Greater emphasis on increasing children’s wellbeing alongside their protection would also be welcome. As the authors observe: “Shifting to a more robust focus on a child’s well-being and linking it to safety and permanence could set the stage for stronger emphasis on implementing evidence-based interventions in the child welfare system”.



Leve, L.D., Harold, G.T., Chamberlain, P., Landsverk, J.A., Fisher, P.A. and Vostanis, P. (2012). Practioner Review: Children in foster care - vulnerabilities and evidence-based interventions that promote resilience processes.Journal of Child Psychology and Psychiatry, 53(12), 1197-1211.


Incredible Years

The Incredible Years is an early intervention program that aims to improve family interaction and prevent early and persistent antisocial behavior in children aged three to 12.

Designed by Carolyn Webster-Stratton at the University of Washington, it includes components for children (often referred to as the Dinosaur program), for parents and for teachers. Each can be administered separately but they are believed to be more effective in combination. The approach uses video and group interaction to teach children, parents and teachers how to handle stressful situations. Programs are designed to be developmentally appropriate for each age group.

The Incredible Years is a Blueprints Model Program.

Multidimensional Treatment Foster Care

Based on research at the Oregon Social Learning Center, Multidimensional Treatment Foster Care (MTFC) targets children aged 3-18 who demonstrate chronic antisocial behavior, emotional disturbance and delinquency. Children are placed in a 'treatment foster family' where a positive, consistent and structured environment is provided to encourage pro-social and age-appropriate behavior. Young people aged 3-5years (MTFC-preschool), 6-11years (MTFC-latency) and 12-18 years (MTFC-adolescent) are referred to the program from youth justice, foster care and mental health agencies. Multidimensional Treatment Foster Care is a Blueprints Model Program.

The Bucharest Early Intervention Project (BEIP)
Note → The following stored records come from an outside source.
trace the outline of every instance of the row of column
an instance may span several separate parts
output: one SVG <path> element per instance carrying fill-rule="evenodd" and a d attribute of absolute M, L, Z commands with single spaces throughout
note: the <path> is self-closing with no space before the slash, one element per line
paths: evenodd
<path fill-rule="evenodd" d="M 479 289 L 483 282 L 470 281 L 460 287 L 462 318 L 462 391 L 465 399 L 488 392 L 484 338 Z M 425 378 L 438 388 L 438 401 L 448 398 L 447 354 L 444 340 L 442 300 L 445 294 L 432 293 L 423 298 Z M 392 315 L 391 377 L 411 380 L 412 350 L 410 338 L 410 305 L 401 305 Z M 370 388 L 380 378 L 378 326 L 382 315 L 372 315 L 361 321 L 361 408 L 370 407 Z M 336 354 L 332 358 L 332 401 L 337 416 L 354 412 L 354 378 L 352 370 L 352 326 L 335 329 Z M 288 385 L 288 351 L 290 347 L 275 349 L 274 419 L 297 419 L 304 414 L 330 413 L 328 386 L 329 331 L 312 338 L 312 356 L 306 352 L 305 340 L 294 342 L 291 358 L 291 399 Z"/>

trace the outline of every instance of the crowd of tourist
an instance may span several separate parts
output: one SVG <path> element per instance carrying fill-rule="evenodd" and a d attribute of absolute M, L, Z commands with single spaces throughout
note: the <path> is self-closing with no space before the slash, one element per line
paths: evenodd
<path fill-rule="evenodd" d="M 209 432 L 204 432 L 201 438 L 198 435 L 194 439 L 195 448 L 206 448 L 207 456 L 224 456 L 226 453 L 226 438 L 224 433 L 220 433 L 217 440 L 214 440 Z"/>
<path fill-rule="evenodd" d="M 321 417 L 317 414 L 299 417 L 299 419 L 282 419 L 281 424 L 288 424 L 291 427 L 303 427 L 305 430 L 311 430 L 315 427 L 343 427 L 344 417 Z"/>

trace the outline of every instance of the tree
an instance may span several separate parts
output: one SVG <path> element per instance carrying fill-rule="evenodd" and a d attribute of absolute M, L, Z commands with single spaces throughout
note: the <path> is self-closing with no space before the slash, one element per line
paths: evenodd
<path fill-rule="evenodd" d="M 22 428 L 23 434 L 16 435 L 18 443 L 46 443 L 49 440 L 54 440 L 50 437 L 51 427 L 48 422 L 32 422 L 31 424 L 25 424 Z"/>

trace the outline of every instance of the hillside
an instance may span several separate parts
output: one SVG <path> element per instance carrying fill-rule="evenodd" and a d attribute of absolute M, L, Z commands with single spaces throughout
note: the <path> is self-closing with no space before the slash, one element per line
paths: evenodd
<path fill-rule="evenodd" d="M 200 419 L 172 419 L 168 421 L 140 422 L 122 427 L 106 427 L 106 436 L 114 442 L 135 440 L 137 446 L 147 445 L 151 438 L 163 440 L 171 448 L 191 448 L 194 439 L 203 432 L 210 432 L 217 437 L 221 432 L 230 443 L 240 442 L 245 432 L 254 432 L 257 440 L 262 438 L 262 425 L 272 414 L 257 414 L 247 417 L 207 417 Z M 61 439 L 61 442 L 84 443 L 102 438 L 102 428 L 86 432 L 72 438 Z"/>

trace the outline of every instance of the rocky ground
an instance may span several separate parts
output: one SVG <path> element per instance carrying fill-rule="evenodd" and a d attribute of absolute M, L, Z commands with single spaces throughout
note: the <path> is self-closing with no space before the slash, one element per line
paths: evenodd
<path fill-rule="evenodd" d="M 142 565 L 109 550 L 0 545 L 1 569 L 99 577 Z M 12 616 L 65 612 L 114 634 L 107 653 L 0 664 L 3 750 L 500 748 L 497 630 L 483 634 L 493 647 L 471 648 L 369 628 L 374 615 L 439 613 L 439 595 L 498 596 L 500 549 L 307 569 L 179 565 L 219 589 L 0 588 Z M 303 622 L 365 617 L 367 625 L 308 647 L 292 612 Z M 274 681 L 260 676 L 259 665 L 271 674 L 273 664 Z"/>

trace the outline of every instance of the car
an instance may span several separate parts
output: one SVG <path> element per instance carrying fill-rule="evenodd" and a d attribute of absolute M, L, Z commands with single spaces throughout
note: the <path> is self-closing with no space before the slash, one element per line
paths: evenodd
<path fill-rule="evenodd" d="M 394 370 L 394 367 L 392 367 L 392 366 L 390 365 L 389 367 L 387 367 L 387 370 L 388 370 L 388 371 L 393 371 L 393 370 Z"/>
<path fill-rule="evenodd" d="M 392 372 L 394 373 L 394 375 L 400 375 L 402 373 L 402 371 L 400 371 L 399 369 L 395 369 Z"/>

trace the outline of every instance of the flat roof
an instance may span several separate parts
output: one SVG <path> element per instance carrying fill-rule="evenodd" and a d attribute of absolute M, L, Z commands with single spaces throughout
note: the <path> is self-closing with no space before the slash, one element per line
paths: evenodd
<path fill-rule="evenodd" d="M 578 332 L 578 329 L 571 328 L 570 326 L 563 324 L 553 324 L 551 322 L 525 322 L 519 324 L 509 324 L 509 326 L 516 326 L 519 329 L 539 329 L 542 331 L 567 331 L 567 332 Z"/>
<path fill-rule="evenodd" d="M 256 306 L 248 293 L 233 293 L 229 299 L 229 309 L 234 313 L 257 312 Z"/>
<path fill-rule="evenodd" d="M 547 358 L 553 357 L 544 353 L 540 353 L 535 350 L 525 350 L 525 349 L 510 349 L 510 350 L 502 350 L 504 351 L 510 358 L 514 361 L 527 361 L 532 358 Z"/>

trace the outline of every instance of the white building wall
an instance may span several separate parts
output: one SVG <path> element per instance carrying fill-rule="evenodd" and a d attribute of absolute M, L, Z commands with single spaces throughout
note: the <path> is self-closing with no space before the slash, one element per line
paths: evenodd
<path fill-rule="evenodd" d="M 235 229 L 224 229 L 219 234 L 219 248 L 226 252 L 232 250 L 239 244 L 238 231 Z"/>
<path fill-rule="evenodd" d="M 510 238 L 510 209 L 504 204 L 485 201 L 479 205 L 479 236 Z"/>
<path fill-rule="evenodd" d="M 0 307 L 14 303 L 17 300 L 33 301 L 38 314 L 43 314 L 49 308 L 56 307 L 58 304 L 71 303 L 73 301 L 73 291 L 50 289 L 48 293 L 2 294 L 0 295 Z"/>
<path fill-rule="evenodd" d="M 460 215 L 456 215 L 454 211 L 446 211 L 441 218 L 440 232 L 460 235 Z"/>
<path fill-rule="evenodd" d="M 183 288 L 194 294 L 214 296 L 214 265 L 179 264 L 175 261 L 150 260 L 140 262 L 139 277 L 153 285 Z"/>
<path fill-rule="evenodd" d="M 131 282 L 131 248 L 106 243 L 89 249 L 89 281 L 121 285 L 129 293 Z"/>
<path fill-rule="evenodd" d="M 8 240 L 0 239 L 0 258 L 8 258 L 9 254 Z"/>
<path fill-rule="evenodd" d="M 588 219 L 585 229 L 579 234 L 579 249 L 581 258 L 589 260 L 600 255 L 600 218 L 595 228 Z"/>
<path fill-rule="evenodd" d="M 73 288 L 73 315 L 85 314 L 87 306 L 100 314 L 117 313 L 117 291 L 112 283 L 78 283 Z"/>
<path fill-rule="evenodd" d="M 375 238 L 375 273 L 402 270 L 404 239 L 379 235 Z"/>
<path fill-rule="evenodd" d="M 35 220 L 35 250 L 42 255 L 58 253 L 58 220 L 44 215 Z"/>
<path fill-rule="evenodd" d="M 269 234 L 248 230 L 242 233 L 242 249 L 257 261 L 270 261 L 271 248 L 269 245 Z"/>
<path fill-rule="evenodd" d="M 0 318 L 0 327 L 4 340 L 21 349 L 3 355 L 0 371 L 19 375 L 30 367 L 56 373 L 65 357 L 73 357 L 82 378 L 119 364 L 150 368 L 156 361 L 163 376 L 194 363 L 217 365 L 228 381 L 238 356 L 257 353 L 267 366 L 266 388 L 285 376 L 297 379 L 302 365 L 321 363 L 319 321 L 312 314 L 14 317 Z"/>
The BEIP is the first ever randomized trial of foster care as intervention for social deprivation associated with institutionalization. It aims to examine the effects of institutionalization on the brain and behavioral development of young children, determine if these effects can be remediated through intervention, in this case: foster care, and improve the welfare of children in Romania by establishing foster care as an alternative to institutionalization.

Principal Investigators and collaborators: Charles Zeanah, Anna Smyke (Tulane University), Nathan Fox (University of Maryland), Sebastian Koga (University of Virginia), Dana Johnson (University of Minnesota), Peter Marshall (Temple University), Charles A. Nelson (Harvard Medical School).

Keeping Foster Parents Trained and Supported

Keeping Foster Parents Trained and Supported or KEEP is a less intensive version of the training component of Multidimensional Treatment Foster Care (MTFC), a Blueprints Model Program. KEEP offers manualized training, supervision and support for foster parents over a 16 week period. Foster parents are rewarded for their participation. The training teaches foster parents about the techniques and benefits of positive reinforcement of their foster children. An experimental evaluation by program originators, the Oregon Social Learning Center, suggests modest impact on the behavior of foster children, with the largest impact on children displaying higher rates of behavior problems at the outset.